Posted on Mar 20, 2010 by Grumpy Lion

Yes, because in Linux for outgoing connection even, socket will stay in TIME_WAIT for some time. This means port cannot be reused at this time. Maybe knob in config? Because in some cases this option, if enabled, can have as i understand negative, security issues.

I guess it is also better to mention in manuals or somewhere, if someone see this error message, he should take a look also to: net.ipv4.tcp_tw_recycle net.ipv4.tcp_tw_reuse

Comment #3

Posted on Oct 17, 2010 by Swift Hippo

SO_REUSEADDR is generally only useful where something bind()'s to a port for listening, and one needs to rebind quickly after a process restart or crash.

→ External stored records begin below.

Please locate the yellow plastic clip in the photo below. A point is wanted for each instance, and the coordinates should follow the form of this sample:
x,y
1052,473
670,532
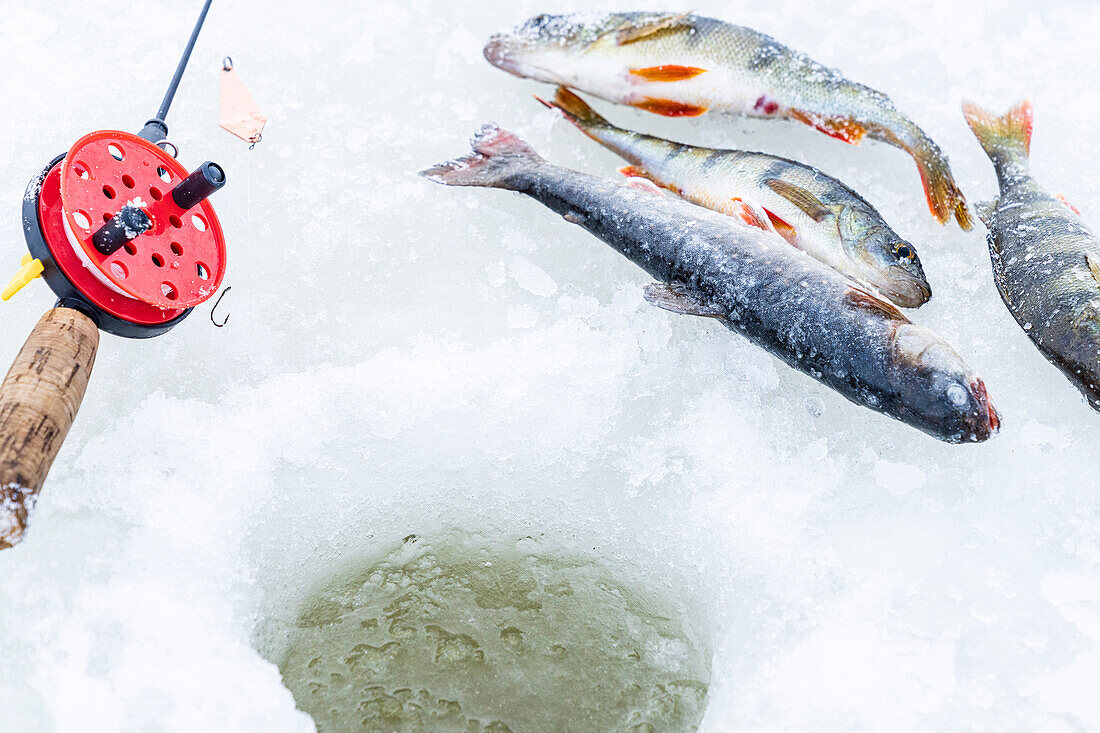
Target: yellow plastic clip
x,y
29,270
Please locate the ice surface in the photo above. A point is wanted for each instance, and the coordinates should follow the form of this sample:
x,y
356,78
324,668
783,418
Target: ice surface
x,y
403,358
462,632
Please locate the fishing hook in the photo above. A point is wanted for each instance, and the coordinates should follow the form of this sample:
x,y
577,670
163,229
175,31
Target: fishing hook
x,y
216,304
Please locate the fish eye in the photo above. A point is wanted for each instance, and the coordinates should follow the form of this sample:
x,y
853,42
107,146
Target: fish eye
x,y
957,395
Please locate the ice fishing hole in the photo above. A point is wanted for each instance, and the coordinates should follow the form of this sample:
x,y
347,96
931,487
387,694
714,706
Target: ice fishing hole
x,y
463,633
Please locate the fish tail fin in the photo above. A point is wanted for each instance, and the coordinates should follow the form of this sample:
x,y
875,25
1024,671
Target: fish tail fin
x,y
579,112
497,156
1005,139
943,194
1008,133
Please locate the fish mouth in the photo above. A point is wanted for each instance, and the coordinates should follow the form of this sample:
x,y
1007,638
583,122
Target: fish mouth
x,y
501,52
906,291
987,420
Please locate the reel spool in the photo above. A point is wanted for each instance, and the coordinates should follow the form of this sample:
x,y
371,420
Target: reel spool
x,y
124,233
129,242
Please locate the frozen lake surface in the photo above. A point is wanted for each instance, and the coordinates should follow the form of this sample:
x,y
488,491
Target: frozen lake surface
x,y
403,358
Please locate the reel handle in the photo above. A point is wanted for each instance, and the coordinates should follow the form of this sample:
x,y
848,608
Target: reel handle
x,y
39,401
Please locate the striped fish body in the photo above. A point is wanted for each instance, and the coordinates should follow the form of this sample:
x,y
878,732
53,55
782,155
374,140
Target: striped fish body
x,y
755,283
813,211
685,65
1045,260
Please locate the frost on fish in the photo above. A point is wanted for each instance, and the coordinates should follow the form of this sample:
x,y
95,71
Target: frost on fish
x,y
757,284
811,210
1042,253
685,65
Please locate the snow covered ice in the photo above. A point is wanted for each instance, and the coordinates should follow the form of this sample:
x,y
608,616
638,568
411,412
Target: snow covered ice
x,y
403,358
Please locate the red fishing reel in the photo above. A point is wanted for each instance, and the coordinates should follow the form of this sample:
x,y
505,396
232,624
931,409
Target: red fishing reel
x,y
119,229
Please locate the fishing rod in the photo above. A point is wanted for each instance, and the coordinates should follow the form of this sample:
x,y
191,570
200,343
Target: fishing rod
x,y
125,238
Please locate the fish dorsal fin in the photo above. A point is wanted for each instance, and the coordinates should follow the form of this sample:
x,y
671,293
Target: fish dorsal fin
x,y
1068,205
1093,266
985,210
649,26
801,198
683,299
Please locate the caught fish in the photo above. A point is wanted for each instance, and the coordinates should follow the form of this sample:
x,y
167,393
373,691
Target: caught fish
x,y
755,283
684,65
1046,261
813,211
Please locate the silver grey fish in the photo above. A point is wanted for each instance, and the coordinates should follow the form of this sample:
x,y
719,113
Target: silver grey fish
x,y
755,283
1046,261
813,211
684,65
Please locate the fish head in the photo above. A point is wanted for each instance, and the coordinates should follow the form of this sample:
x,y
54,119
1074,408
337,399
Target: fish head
x,y
942,395
545,46
890,263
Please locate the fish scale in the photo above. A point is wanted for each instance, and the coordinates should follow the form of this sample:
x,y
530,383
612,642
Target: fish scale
x,y
685,65
845,232
755,283
1040,251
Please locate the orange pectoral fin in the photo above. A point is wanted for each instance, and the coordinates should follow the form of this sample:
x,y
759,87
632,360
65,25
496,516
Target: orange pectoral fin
x,y
783,229
1066,201
668,73
752,216
842,128
669,108
634,172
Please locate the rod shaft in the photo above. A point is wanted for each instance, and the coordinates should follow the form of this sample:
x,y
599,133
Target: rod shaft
x,y
183,64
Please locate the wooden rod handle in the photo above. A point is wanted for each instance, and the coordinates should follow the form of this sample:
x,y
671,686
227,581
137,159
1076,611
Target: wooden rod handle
x,y
39,400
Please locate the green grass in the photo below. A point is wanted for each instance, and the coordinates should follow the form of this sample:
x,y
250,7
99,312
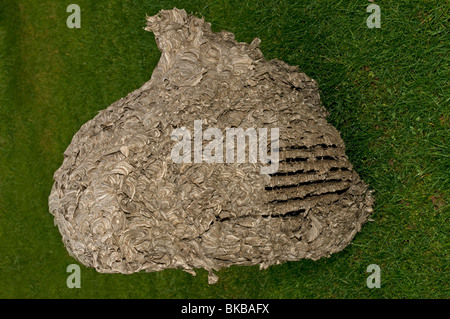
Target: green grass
x,y
386,89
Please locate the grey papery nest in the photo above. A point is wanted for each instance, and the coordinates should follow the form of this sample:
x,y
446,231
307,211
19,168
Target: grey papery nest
x,y
124,204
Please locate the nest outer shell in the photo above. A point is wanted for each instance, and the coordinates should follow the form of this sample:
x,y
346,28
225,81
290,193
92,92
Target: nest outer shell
x,y
122,205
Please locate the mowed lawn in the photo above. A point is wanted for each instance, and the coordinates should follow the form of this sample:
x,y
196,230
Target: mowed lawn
x,y
387,91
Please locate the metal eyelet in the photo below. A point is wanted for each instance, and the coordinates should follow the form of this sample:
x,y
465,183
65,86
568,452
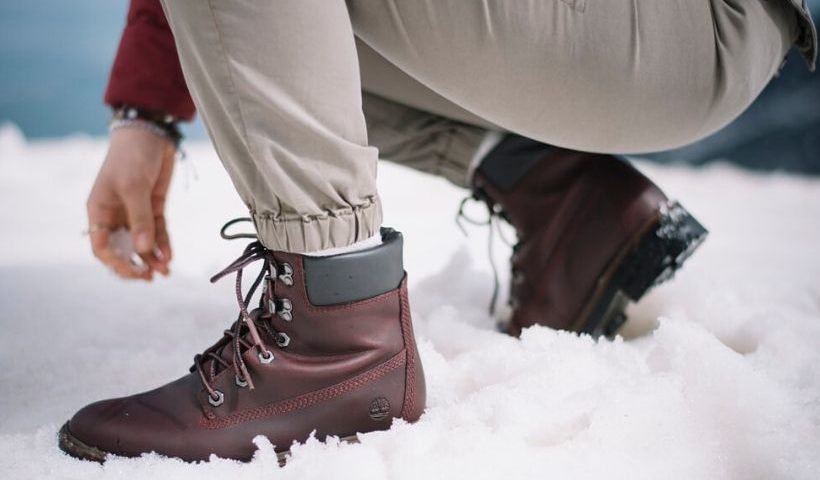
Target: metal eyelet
x,y
285,310
265,358
282,339
219,400
286,275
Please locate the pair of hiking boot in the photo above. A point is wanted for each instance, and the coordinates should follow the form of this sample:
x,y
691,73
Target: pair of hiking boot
x,y
329,347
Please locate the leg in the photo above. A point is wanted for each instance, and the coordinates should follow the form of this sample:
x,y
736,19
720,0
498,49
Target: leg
x,y
608,76
283,108
329,348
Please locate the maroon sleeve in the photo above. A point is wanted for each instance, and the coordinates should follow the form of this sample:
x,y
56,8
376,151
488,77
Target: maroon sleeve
x,y
146,72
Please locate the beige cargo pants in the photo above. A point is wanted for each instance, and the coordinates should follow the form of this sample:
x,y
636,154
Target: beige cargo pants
x,y
290,90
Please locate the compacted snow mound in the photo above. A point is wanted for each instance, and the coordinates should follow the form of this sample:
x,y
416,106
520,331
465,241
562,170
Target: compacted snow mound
x,y
717,376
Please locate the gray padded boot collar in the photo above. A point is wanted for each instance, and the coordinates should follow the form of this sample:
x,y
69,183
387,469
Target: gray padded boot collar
x,y
350,277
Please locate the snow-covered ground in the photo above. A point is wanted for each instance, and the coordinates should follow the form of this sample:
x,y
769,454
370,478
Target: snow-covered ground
x,y
718,376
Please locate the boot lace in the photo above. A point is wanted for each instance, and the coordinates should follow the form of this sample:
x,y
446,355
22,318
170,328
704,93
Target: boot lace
x,y
244,333
494,216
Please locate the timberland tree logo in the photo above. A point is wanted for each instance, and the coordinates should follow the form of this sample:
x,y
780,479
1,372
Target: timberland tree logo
x,y
379,408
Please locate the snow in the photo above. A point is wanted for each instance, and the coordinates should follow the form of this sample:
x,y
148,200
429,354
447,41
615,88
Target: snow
x,y
716,376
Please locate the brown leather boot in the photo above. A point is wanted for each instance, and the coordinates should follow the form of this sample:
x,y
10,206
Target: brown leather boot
x,y
329,349
593,234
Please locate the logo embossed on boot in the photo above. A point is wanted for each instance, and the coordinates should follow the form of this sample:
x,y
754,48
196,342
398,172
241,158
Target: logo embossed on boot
x,y
379,408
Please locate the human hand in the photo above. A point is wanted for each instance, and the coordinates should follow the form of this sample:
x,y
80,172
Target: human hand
x,y
130,192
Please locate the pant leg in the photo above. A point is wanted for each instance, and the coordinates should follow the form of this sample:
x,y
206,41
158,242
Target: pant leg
x,y
278,87
420,139
616,76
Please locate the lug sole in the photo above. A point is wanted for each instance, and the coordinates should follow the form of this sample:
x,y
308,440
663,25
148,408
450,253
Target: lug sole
x,y
650,259
80,450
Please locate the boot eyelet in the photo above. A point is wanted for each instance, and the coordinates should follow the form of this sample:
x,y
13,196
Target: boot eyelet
x,y
283,340
285,310
219,400
265,358
286,274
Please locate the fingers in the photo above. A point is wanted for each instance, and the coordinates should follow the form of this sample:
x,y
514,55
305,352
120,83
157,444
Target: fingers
x,y
160,256
163,240
102,249
137,202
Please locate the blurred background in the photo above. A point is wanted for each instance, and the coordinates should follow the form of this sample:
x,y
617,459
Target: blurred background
x,y
55,56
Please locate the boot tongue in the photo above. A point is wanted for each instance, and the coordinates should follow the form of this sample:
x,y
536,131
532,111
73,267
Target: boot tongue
x,y
226,350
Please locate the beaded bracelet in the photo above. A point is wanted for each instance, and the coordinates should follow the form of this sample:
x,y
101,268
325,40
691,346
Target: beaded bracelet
x,y
162,125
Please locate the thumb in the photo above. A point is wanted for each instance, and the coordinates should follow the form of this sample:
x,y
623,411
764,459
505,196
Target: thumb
x,y
140,220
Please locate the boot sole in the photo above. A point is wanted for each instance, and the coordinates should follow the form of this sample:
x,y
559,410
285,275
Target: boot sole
x,y
80,450
649,259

I have no evidence that this is at all useful for outbound connections. In fact, the only way I know to control that behaviour is to use the tw_recycle bits, or tweak the tcp fin/ack/syn timeouts.

Comment #4

Posted on Nov 4, 2010 by Swift Hippo

I can confirm that the net.ipv4.tcp_tw_recycle=1 setting is a general cure for this.

Comment #5

Posted on Nov 10, 2010 by Grumpy Lion

tw_recycle harmful for NAT, i had a lot of situations, when you set this knob - NAT clients will not be able to work normally with proxy (stalled connections, or tcp connection was unable to establish, i dont remember, tried that recently).

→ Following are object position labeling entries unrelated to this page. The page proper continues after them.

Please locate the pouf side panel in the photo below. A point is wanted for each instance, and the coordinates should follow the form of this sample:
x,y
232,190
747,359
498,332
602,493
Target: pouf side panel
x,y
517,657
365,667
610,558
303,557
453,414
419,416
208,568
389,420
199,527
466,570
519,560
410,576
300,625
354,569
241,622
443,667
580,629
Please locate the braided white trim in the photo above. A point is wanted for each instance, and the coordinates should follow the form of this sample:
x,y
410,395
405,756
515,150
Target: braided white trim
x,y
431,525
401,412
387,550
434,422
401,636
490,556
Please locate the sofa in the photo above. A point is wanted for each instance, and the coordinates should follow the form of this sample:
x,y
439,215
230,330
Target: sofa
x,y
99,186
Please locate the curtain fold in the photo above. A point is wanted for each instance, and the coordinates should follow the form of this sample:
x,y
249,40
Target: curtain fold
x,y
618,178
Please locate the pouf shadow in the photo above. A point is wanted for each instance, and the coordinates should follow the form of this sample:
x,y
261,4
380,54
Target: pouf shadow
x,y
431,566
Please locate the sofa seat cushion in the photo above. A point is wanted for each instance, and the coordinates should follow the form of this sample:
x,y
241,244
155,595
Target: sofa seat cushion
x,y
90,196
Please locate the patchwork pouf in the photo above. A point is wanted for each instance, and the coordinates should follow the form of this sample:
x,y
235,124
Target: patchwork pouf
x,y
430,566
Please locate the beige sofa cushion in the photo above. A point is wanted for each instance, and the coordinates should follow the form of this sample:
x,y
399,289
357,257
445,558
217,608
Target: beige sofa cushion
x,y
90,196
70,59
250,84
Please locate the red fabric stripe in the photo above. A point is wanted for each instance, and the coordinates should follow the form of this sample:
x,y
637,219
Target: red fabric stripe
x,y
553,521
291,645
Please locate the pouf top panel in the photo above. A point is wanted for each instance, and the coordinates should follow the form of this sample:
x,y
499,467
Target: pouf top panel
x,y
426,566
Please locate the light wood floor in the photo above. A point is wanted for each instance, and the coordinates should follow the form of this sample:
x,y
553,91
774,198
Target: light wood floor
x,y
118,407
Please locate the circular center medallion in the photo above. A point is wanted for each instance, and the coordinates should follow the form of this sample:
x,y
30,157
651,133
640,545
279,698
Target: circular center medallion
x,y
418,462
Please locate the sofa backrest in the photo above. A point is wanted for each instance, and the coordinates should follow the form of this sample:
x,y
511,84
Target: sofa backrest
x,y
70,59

My solution was seems was in other parameter(?). net.ipv4.tcp_orphan_retries by default was 0, when i set it to 1 - my problem disappeared.

Comment #6

Posted on Nov 10, 2010 by Grumpy Rabbit

tcp_orphan_retries didn't work for me.

Though /prov/sys/net/ipv4/tcp_tw_reuse works, although I get a lot of:

TCP: time wait bucket table overflow

Comment #7

Posted on Nov 10, 2010 by Grumpy Rabbit

By the way, I don't have that many connections, mgr:info shows this:

Squid Object Cache: Version LUSCA_HEAD-r14756 Start Time: Wed, 10 Nov 2010 19:41:29 GMT Current Time: Wed, 10 Nov 2010 21:06:06 GMT Connection information for Squid: Number of clients accessing cache: 4465 Number of HTTP requests received: 3892521 Number of ICP messages received: 0 Number of ICP messages sent: 0 Number of queued ICP replies: 0 Request failure ratio: 0.03 Average HTTP requests per minute since start: 45995.1 Average ICP messages per minute since start: 0.0 Select loop called: 11358493 times, 0.447 ms avg Cache information for Squid: Request Hit Ratios: 5min: 0.0%, 60min: 0.0% Byte Hit Ratios: 5min: -3.2%, 60min: -2.6% Request Memory Hit Ratios: 5min: 0.0%, 60min: 0.0% Request Disk Hit Ratios: 5min: 0.0%, 60min: 0.0% Storage Swap size: 0 KB Storage Mem size: 179180 KB Mean Object Size: 0.00 KB Requests given to unlinkd: 0

Is there something I can try to fix this?

"commBind: Cannot bind socket FD 17164 family 2 to 0.0.0.0 port 0: (98) Address already in use"

I'm getting these around 232 times per-second on cache.log

Comment #8

Posted on Nov 15, 2010 by Grumpy Lion

half_closed_clients off ?

Comment #9

Posted on Nov 16, 2010 by Happy Monkey

Can agree with nuclearcat regards: net.ipv4.tcp_tw_recycle=1 being harmful. In my tproxy setup I got the exact behaviour, stalling, connect failures etc.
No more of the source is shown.